SELECTION OF GAS GENERATOR PARAMETERS FOR HYDROGEN STORAGE AND SUPPLY SYSTEM FOR CONTROL OF ITS TECHNICAL CONDITION

It is shown that the basis for the selection of parameters of the gas generator of the hydrogen storage and supply system when monitoring its technical condition is the Mikhailov equation. The frequency and amplitude of the pressure self-oscillations in the gas generator cavity are used as the monitored parameters. Expressions for these parameters are obtained and recommendations are given regarding the determination of express estimates of the parameters of self-oscillations in the gas generator. These options involve the use of a priori given value of the methodological error, which is due to the approximation of the trigonometric function. To determine the amplitude of self-oscillations in the gas generator of the hydrogen storage and supply system, a biquadratic algebraic equation was obtained, the root of which is a function of the time parameters of the gas generator of the hydrogen storage and supply system, the parameters of the nonlinear element - the pressure sensor, as well as the generalized transmission coefficient. It is noted that the minimum amplitude of self-oscillations is determined by the value of the dead zone of the pressure sensor. A condition was obtained to ensure the minimum value of the amplitude of oscillations in the gas generator of the hydrogen storage and supply system and it was shown that for its implementation it is advisable to vary the gain coefficient of the amplifier in the electric motor control circuit.

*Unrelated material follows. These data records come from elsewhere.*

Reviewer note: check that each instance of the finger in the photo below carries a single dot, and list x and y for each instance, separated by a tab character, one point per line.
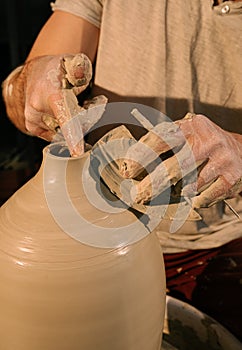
65	107
216	192
168	173
78	70
40	130
162	138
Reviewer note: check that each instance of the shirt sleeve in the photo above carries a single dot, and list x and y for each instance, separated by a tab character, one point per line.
90	10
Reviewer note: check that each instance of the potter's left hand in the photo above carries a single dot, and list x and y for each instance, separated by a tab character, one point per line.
197	144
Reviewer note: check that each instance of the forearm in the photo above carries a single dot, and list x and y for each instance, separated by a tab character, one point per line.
65	33
13	91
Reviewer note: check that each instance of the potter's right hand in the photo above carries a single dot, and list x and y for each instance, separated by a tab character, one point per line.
28	89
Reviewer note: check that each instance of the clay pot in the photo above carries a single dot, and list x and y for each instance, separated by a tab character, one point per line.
61	288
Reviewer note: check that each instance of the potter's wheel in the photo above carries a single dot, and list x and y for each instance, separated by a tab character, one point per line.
187	328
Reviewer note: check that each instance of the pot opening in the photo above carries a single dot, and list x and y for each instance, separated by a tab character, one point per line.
59	149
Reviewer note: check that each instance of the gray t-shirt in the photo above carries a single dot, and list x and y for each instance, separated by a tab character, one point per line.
178	57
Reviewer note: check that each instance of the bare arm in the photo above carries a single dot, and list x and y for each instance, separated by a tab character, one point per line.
64	33
27	90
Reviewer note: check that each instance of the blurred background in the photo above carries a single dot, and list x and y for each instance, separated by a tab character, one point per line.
20	155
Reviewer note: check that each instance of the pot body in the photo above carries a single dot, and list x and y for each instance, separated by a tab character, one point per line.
60	292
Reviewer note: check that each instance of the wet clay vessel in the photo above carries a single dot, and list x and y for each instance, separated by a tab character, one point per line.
65	287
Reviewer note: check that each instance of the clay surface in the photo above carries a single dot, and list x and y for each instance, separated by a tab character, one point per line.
58	293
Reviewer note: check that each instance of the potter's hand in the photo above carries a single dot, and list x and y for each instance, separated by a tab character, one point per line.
31	92
197	143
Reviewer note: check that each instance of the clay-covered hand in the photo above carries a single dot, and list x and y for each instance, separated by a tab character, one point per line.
206	159
32	91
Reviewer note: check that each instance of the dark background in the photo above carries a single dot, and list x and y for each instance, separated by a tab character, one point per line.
20	155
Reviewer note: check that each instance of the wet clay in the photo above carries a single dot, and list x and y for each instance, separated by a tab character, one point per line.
57	292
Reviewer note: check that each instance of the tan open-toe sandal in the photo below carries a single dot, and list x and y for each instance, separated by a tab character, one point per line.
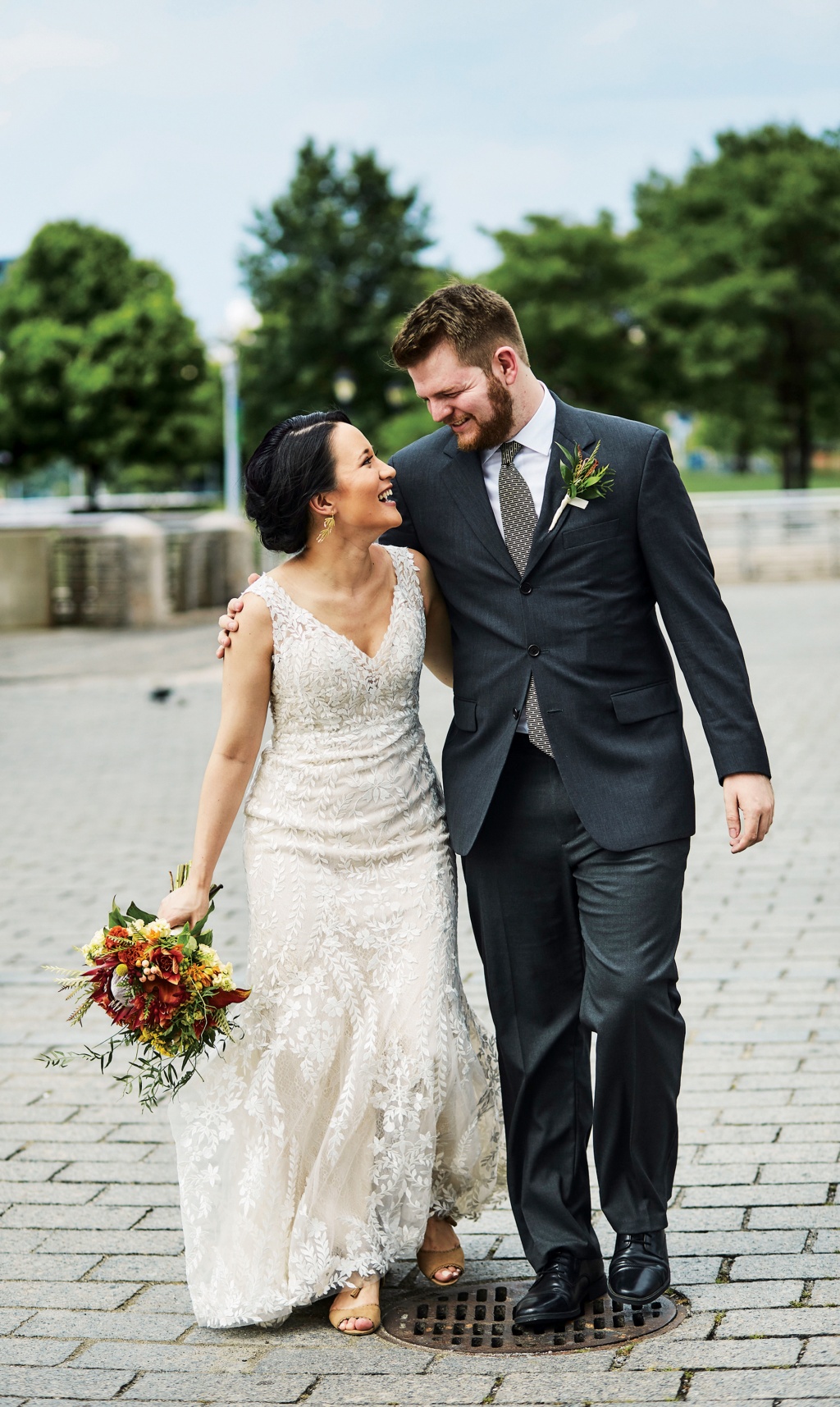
366	1309
432	1261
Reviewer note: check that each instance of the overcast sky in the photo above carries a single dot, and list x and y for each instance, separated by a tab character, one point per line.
169	120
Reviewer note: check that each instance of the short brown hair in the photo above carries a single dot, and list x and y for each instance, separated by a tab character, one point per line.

The results obtained are generalized in the form of graphical dependencies that provide express estimates of the parameters of self-oscillations in the gas generator of the hydrogen storage and supply system when monitoring its technical condition. The scientific novelty of the research lies in the fact that using the Mikhailov equation, which includes as a component the equivalent complex transfer coefficient of the gas generator pressure sensor, the parameters of self- oscillations used to implement the option of monitoring its technical condition have been determined. The practical significance of the research lies in the fact that monitoring the technical condition of the gas generator can be carried out without the use of equipment that provides the formation of test signals.